Economia
E agora, José?
Inesperadamente a Câmara norte-americana rejeitou a proposta de resgate dos bancos após líderes partidários terem concordado com um projeto que, mesmo bastante diferente do esboçado pelo Secretário do Tesouro, mantinha o desenho básico de adquirir dos bancos US$ 700 bilhões de papéis lastreados em hipotecas. Não haverá, portanto, até segunda ordem, o resgate dos bancos, que terão que carregar no seu balanço estes títulos, cujo valor permanece uma incógnita.
Isto representa duro golpe para o setor bancário. Se há dúvidas sobre o valor destes papéis, sem a troca destes por títulos públicos esta desconfiança apenas aumentará, levando a uma queda adicional do seu valor de mercado. O problema, porém, é que esta queda se manifestará de forma desproporcional sobre o crédito e o crescimento.

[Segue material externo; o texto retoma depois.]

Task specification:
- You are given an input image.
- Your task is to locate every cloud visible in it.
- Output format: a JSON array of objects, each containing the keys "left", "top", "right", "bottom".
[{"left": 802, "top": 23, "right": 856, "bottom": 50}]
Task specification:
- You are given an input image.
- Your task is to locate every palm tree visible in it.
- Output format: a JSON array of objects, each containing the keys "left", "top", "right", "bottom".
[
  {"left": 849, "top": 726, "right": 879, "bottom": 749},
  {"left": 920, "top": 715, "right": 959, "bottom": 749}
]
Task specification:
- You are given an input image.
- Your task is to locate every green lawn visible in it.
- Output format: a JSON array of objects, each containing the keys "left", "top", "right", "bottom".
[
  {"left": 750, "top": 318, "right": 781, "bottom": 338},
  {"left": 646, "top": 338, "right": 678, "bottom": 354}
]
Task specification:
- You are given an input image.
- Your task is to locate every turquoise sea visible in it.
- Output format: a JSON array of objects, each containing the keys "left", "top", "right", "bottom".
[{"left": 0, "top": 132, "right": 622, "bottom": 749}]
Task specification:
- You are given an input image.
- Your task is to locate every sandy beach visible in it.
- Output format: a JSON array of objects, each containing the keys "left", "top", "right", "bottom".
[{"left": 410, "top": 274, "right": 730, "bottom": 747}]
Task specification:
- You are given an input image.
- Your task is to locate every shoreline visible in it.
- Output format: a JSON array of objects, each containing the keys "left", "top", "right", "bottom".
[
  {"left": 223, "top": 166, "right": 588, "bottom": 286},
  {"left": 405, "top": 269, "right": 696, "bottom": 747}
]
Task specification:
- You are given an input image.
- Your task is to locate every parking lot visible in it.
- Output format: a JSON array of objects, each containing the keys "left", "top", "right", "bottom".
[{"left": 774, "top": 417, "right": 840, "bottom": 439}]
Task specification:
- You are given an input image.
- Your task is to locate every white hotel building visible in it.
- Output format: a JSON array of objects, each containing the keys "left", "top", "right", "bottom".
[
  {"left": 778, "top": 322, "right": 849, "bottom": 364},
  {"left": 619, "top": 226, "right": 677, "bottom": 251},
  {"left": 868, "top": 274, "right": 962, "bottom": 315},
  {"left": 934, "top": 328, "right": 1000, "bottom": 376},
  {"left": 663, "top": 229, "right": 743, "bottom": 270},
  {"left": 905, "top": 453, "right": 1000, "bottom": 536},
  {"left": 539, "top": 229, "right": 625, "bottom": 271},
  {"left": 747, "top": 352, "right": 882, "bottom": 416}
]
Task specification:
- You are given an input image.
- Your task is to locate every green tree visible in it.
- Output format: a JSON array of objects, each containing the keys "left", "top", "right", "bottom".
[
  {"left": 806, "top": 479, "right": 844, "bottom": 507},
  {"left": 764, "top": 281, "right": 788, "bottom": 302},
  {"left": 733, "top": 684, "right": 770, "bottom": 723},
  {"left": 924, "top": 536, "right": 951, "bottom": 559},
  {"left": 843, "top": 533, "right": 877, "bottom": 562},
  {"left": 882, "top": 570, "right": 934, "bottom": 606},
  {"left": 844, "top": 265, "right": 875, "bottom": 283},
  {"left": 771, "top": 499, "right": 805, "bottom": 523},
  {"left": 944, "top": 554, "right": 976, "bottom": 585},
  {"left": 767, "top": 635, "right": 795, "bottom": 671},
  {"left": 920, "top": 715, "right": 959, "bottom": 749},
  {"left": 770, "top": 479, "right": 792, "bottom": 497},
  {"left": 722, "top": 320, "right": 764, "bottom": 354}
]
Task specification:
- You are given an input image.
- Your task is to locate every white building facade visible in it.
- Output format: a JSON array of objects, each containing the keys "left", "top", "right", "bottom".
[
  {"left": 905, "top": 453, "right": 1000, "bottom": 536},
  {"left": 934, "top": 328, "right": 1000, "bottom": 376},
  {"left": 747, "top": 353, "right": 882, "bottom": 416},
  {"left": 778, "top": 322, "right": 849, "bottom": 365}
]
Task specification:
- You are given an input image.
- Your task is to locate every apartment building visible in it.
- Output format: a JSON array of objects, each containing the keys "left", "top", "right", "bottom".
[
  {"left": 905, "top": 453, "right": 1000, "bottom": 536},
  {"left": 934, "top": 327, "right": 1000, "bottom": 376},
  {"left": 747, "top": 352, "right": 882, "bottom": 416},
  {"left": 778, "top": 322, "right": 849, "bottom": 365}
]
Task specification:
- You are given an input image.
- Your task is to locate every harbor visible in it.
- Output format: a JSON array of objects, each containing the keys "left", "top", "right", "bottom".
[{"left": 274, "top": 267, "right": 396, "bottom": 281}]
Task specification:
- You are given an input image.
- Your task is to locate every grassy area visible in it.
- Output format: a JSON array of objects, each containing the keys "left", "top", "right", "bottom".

Com efeito, cada dólar de redução de valor de mercado destes papéis implica um dólar a menos de capital do sistema bancário, com duas possíveis conseqüências. A menos grave, mas praticamente certa na ausência do programa de resgate, seria uma redução significativa do volume de crédito. Como bancos tipicamente têm um volume de empréstimos equivalente a um múltiplo do seu capital, este mesmo dólar de capital a menos vira um valor bem maior em termos de redução do crédito, reduzindo a demanda doméstica norte-americana.

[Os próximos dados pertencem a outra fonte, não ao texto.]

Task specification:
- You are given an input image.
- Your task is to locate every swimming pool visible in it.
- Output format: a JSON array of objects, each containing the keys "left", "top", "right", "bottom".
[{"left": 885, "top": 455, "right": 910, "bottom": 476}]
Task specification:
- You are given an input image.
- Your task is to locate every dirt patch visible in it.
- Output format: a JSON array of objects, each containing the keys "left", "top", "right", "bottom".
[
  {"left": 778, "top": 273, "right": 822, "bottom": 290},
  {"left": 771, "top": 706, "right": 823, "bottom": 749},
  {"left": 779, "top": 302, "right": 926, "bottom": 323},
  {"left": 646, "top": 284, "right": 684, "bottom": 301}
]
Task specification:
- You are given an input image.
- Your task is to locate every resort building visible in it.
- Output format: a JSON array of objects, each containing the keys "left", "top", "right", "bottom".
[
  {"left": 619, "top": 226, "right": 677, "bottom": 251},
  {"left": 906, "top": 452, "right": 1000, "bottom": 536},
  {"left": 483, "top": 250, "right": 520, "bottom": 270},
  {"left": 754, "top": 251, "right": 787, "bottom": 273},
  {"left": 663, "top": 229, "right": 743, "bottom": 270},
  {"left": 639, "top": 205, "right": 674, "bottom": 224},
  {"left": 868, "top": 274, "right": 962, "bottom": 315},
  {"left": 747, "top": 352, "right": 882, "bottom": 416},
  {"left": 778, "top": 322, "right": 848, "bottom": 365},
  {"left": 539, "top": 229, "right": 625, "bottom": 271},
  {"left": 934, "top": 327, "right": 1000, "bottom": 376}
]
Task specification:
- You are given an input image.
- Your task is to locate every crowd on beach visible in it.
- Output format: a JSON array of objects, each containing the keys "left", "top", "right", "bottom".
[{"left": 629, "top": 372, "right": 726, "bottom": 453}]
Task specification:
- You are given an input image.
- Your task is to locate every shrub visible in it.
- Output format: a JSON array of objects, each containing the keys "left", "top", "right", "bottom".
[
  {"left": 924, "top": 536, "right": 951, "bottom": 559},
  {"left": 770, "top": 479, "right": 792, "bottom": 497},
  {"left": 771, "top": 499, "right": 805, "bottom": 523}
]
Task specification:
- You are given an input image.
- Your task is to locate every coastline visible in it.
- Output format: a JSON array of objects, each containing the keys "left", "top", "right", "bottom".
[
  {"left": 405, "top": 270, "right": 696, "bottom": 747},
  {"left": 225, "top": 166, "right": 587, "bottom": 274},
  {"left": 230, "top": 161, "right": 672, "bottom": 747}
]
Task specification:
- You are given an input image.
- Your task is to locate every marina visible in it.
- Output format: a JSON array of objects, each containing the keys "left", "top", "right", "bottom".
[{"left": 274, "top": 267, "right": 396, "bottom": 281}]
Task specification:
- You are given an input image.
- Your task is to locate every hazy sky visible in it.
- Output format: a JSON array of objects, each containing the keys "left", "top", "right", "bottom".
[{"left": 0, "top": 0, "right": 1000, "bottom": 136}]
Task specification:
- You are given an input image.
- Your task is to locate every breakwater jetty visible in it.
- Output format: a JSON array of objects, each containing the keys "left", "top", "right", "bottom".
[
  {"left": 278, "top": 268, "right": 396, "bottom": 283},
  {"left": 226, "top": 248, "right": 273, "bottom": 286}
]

A mais grave, ainda que menos provável, seria o aprofundamento da onda de quebras de instituições financeiras. De fato, a depender do montante de perda de valor dos papéis lastreados em hipotecas, as perdas do banco podem superar o seu capital, o que configura um problema de insolvência. Dada a profunda integração entre bancos, falamos da possibilidade de uma crise de grandes proporções, com efeitos ainda mais severos e duradouros sobre o nível de atividade.

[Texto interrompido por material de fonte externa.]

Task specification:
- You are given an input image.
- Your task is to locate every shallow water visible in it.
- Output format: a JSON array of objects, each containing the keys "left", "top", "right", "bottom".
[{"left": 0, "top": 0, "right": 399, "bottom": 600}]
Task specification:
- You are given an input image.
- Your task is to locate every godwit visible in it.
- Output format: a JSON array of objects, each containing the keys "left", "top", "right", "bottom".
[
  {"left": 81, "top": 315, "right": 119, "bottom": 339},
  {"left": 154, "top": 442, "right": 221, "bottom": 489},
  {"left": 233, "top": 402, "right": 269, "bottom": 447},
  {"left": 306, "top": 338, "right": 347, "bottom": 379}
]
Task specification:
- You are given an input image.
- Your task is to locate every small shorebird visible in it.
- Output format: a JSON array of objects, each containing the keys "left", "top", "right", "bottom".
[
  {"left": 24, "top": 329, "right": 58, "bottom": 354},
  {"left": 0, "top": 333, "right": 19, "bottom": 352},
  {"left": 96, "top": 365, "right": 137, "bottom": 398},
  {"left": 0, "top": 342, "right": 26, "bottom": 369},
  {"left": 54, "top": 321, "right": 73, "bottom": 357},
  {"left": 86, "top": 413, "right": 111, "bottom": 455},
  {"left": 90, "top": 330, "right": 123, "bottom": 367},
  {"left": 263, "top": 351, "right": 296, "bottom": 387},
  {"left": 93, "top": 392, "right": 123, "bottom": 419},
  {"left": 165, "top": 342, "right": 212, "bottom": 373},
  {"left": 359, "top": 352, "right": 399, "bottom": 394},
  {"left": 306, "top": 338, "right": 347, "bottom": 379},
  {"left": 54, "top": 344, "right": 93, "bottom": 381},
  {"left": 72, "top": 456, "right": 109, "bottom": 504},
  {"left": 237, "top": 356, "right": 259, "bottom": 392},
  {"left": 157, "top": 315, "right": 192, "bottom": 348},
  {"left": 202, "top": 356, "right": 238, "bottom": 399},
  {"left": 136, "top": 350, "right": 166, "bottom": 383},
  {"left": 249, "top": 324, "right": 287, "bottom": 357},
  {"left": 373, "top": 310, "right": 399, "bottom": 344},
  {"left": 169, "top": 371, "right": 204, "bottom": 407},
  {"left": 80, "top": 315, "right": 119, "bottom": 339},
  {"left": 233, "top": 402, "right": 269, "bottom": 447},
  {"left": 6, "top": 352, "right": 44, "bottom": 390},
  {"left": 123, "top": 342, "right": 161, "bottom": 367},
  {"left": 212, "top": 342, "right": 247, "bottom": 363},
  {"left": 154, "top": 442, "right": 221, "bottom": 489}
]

De qualquer forma, portanto, vivemos a iminência de uma forte queda adicional do crescimento americano, cujas conseqüências não podem ser ignoradas. Especificamente no caso brasileiro, se é verdade que apenas pouco mais de 2% do PIB estão diretamente expostos (via exportações) à economia americana, há outros canais pelos quais o país pode sofrer impactos negativos.
O primeiro viria pela queda do preço de commodities na esteira da desaceleração mundial. A elevação no preço destes bens implicou aumento no preço dos bens exportados pelo Brasil relativamente àqueles que importamos. Isto tem permitido aumentar as importações mais do que poderíamos em circunstâncias normais, e, portanto, possibilita que a demanda doméstica cresça bem à frente do PIB. Sem, porém, o auxílio das commodities isto não poderia ser mantido, implicando significativa depreciação do real combinada com aperto monetário para trazer o crescimento da demanda doméstica a níveis inferiores ao crescimento do produto.
Por outro lado, é difícil imaginar que uma forte redução do crescimento mundial não resulte também em redução do fluxo de capitais para as economias emergentes, Brasil entre elas, levando à depreciação adicional do câmbio e à necessidade de conter ainda mais a demanda.
Isto dito, se as conseqüências da crise serão negativas, é também importante notar que o Brasil dispõe desta vez de instrumentos que permitem, ao menos, mitigar estes efeitos. Destaco em particular o volume de reservas que, à taxa de câmbio de hoje, reduziria a relação dívida - PIB em 2,5%. Em outras palavras, a solvência do país, ao contrário de outros episódios, não será questionada, fator que deve impor limites aos efeitos da crise sobre o Brasil.